The main advantage of using a GPU over a CPU is its increased throughput, which means that we can execute more parallel code simultaneously on GPU than on a CPU; a GPU cannot make recursive algorithms or nonparallelizable algorithms somewhat faster. We see that some tasks, such as the example of building a house, are only partially parallelizable—in this example, we couldn't speed up the process of designing the house (which is intrinsically serial in this case), but we could speed up the process of the construction, by hiring more laborers (which is parallelizable in this case).
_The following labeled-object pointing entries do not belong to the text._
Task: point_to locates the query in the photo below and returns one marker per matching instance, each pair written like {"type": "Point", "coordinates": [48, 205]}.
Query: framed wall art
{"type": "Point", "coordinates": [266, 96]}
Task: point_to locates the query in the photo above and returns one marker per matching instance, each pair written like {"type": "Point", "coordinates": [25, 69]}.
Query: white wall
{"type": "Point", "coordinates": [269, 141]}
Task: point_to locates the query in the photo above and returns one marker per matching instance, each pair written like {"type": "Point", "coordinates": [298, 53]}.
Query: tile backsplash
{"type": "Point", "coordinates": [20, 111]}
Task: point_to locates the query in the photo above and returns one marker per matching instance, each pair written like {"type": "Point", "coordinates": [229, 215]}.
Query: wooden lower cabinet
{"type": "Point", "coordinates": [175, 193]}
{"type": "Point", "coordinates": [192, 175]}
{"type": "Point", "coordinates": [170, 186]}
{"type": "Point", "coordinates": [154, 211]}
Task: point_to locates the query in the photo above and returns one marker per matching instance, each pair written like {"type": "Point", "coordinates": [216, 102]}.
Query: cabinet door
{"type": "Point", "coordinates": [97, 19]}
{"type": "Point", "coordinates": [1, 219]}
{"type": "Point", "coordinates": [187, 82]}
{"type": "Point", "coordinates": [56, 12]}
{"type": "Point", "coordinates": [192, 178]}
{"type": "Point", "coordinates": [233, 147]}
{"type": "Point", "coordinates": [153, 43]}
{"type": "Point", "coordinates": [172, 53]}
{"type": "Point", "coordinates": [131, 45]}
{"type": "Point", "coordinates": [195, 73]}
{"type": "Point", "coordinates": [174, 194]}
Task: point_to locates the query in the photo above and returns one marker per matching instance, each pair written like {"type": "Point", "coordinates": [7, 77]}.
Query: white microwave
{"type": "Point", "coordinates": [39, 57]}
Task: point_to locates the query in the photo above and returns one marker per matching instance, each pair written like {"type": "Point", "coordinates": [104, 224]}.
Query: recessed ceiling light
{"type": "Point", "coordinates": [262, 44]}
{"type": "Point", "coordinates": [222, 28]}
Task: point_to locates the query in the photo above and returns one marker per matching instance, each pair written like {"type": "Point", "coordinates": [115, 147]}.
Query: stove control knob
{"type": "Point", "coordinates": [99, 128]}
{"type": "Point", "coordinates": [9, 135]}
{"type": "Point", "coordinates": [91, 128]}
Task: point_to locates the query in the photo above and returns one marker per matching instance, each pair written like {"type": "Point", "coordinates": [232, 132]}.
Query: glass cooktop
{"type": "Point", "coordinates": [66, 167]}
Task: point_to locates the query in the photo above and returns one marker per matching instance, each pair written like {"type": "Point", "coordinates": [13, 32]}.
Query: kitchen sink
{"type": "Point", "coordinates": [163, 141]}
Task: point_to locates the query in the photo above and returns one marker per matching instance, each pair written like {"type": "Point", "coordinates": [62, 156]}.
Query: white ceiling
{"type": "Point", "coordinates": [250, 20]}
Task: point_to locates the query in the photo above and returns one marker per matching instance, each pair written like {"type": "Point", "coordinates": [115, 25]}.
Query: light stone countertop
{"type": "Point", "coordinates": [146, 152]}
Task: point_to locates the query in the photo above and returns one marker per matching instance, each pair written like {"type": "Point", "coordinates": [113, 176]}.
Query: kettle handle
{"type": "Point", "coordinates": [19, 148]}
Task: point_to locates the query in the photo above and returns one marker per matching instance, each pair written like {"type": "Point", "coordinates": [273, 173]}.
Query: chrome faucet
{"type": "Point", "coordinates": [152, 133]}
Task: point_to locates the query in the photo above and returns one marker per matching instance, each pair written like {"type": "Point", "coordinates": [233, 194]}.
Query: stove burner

We used this analogy to derive Amdahl's Law, which is a formula that can give us a rough estimate of potential speedup for a program if we know the percentage of execution time for code that is parallelizable, and how many processors we will have to run this code. We then applied Amdahl's Law to analyze a small program that generates the Mandelbrot set and dumps it to an image file, and we determined that this would be a good candidate for parallelization onto a GPU. Finally, we ended with a brief overview of profiling code with the cPython module; this allows us to see where the bottlenecks in a program are, without explicitly timing function calls.
Now that we have a few of the fundamental concepts in place, and have a motivator to learn GPU programming, we will spend the next chapter setting up a Linux- or Windows 10-based GPU programming environment. We will then immediately dive into the world of GPU programming in the following chapter, where we will actually write a GPU-based version of the Mandelbrot program that we saw in this chapter.